La porte du local s'ouvrit dans un grand bruit. Ren cria de surprise.

« Mais qu'est-ce que… fit une voix. »

Ayako apparut, les yeux écarquillés de surprise.

« Ren ? s'exclama-t-elle. Mais qu'est-ce que tu fais ici ?

-Ayako-san… »

La chanteuse s'avança vers lui et le regarda d'un air réprobateur. Il détourna les yeux.

« J'avais pas très envie d'aller en cours alors...

- T'as séché ?

- Ouais... »

Ren baissa les yeux, honteux mais à sa grande surprise, Ayako ne le réprimanda pas. La jeune fille se contenta d'hausser les épaules et de s'asseoir sur l'estrade en fixant les armoires du local d'un regard noir.

« Heu… Ça te dérange pas ? interrogea Ren, inquiet.

- Comment tu crois que je sois ici aussi tôt ? répondit Ayako. J'ai séché moi aussi alors ce serait déplacé que je te fasse la morale.

- Ah… »

Elle finit par se lever, ouvrit une des armoires où se trouvaient des paquets de gâteaux, des boites de râmen, des sachets de thé etc.

« Tu cherches quoi ? demanda Ren.

- Des caméras, des micros et autres attirails d'espions.

- Heu… y'a ça ici ?

- Possible.
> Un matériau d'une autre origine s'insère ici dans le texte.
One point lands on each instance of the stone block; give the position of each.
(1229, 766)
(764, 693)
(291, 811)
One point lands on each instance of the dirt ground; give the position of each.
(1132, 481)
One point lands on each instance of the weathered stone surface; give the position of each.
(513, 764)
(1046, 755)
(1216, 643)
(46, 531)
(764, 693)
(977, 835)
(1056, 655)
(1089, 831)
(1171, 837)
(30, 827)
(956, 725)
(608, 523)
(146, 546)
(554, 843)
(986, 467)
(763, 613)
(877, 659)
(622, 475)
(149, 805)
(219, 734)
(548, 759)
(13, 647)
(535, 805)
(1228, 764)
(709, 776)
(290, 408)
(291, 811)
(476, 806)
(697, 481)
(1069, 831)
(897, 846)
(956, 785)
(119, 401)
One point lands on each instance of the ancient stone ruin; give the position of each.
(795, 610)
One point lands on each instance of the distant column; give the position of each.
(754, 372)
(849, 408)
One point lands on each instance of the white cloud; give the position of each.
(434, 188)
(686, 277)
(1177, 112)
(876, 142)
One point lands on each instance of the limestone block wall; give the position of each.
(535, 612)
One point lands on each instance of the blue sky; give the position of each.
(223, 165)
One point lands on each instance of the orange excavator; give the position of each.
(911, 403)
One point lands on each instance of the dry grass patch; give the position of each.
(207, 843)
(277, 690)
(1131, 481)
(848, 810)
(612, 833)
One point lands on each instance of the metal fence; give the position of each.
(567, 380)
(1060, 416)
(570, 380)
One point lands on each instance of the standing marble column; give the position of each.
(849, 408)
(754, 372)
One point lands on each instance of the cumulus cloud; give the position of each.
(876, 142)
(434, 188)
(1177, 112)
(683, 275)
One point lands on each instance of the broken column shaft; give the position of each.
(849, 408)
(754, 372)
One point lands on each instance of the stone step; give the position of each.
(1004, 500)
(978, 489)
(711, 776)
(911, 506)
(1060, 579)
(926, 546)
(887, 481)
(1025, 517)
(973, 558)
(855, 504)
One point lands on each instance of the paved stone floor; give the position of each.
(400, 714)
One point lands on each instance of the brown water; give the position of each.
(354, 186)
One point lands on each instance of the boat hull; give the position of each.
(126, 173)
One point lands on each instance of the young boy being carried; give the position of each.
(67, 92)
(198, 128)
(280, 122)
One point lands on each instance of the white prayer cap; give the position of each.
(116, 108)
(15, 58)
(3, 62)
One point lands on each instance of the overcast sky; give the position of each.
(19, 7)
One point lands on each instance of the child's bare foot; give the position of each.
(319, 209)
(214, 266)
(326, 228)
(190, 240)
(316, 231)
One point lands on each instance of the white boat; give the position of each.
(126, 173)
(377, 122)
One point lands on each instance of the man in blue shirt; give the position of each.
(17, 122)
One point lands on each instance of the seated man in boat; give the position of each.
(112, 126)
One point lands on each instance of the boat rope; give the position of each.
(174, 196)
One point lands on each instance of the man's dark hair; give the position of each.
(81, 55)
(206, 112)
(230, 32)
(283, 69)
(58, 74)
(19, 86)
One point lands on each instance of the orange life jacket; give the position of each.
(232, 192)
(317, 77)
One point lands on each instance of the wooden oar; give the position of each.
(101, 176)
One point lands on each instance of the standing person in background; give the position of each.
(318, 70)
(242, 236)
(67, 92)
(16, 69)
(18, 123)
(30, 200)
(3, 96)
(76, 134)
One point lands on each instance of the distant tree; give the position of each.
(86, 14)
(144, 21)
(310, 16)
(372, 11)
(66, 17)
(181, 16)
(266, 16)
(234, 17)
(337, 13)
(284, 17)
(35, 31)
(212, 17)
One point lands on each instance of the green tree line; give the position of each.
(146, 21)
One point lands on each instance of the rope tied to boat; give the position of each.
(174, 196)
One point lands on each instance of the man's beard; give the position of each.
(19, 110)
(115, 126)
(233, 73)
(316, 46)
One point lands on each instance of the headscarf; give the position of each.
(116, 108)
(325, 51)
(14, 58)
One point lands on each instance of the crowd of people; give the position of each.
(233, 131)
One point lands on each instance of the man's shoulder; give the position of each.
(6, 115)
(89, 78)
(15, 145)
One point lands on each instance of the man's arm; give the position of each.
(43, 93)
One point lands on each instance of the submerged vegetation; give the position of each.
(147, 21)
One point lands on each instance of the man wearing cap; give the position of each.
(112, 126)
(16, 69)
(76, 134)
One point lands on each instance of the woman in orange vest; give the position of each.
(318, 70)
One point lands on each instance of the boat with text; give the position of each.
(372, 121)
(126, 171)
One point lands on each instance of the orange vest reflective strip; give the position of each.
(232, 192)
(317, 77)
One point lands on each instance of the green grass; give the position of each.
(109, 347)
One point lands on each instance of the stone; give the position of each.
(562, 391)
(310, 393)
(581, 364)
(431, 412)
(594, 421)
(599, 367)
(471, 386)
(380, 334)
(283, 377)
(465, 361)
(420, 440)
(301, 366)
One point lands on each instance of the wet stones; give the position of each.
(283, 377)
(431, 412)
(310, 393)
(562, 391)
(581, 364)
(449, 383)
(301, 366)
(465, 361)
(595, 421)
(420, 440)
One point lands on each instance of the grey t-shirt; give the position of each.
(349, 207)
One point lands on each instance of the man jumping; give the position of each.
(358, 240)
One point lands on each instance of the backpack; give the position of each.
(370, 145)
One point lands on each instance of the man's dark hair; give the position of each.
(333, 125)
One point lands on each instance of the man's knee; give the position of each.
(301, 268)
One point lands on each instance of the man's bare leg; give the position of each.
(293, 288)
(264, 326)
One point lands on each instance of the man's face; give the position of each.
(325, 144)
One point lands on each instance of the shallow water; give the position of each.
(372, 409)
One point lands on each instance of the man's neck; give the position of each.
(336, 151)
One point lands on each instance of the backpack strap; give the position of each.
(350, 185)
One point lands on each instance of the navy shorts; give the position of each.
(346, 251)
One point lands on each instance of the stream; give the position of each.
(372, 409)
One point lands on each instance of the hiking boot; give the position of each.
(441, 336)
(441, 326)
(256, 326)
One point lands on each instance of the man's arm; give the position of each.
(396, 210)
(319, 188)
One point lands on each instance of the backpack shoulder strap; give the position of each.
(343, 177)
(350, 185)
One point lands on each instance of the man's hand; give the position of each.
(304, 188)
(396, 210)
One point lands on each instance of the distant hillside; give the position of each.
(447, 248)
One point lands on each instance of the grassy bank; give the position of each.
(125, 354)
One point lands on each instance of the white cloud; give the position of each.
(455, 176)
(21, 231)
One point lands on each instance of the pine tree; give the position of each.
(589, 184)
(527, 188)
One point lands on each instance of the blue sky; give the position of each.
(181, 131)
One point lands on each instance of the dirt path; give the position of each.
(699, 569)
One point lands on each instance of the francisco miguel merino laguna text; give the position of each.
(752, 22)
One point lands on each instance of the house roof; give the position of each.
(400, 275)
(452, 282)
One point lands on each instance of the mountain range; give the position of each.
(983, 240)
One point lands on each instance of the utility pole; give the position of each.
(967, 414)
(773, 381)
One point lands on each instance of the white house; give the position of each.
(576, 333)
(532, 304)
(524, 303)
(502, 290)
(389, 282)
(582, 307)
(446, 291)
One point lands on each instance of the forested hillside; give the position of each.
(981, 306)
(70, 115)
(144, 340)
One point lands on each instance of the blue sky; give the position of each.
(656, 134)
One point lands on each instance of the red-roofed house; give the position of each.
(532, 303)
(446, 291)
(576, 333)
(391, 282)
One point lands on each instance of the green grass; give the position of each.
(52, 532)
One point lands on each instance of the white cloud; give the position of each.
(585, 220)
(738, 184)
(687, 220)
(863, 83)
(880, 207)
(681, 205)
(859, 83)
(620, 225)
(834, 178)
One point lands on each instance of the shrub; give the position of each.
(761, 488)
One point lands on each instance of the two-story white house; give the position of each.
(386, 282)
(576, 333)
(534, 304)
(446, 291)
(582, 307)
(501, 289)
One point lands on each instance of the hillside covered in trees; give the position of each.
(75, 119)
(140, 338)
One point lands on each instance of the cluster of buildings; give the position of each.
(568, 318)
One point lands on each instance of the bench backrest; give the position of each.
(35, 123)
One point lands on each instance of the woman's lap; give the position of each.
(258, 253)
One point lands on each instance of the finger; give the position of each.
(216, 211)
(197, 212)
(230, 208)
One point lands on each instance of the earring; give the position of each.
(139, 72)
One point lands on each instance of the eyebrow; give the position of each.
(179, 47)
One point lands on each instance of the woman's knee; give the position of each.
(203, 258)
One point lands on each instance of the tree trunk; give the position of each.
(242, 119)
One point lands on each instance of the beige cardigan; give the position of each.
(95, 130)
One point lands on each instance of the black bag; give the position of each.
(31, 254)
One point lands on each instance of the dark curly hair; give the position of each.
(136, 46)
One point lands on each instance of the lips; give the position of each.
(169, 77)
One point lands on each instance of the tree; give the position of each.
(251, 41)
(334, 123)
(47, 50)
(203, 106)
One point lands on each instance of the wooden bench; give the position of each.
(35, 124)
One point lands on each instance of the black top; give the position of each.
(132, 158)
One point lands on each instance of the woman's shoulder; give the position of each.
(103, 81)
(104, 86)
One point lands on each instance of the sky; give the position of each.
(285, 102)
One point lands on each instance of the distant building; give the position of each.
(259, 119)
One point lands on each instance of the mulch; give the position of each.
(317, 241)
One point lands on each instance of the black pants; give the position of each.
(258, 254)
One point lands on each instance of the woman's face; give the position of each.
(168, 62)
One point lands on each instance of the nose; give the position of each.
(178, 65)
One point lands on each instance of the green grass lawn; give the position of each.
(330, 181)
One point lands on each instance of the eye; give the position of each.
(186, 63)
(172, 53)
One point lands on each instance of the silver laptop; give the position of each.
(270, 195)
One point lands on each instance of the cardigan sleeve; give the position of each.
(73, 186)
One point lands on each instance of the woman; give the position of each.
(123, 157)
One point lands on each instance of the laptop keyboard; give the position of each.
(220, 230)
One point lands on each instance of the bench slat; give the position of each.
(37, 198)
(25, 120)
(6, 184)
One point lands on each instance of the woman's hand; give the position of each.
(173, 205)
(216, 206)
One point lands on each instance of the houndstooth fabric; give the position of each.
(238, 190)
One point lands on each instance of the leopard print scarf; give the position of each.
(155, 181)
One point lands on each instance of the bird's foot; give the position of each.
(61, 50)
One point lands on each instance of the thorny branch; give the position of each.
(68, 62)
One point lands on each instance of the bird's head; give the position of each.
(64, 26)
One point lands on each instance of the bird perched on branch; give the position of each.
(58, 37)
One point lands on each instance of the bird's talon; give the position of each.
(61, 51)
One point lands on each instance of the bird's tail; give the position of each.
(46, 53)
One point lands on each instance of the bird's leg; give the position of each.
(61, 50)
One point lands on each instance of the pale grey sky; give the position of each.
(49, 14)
Enfin, si ça se trouve il s'est juste fichu de moi.

- Qui ?

- Ouais, ça serait bien son genre ! Et je parie qu'il doit être explosé de rire en imaginant ma réaction.

- Ah…

- Bon sang ce qu'il peut m'énerver ! »

Ren renonça à connaître l'identité de ce mystérieux espion, bien qu'il ait une petite idée sur la question. À la place, il reprit sa guitare et recommença à jouer. Le son qui s'échappa alors calma immédiatement Ayako qui s'assit aux côté de Ren. La jeune fille reconnut le morceau qu'il jouait : c'était l'un de ceux qu'elle avait composé et qui se trouvait dans le classeur donné à Ren. La musique envahit le local et Ayako commença à fredonner puis à chanter. C'était une chanson plutôt mélancolique, pleine de regrets et de tristesse, qui prenait immédiatement au cœur. Les balades n'étaient pas vraiment la spécialité d'Ayako mais sur celle-ci, elle s'était surpassée.

« Eh bien, Ren ! Tu as drôlement progressé ! dit-elle une fois la chanson finie.

- Merci, rougit Ren. Et toi, tu chantes vraiment très bien.

- Oh, tu sais, je n'ai pas une voix si exceptionnelle que ça. Seulement, je l'ai beaucoup travaillé.

- Peut-être mais j'aime ta voix. »

Elle lui sourit. Cela faisait longtemps que quelqu'un ne lui avait pas dit qu'il aimait sa voix.

Au final, Ren et Ayako passèrent le reste de la journée à jouer de la musique et à discuter de tout et de rien, renforçant ainsi leur amitié naissante. Lorsque Misaki, Junko et Keiji arrivèrent, ils furent surpris de les trouver en pleine répétition.

« Mais comment vous avez-fait pour être là les premiers ? s'étonna Keiji. Vos écoles sont à l'autre bout de la ville !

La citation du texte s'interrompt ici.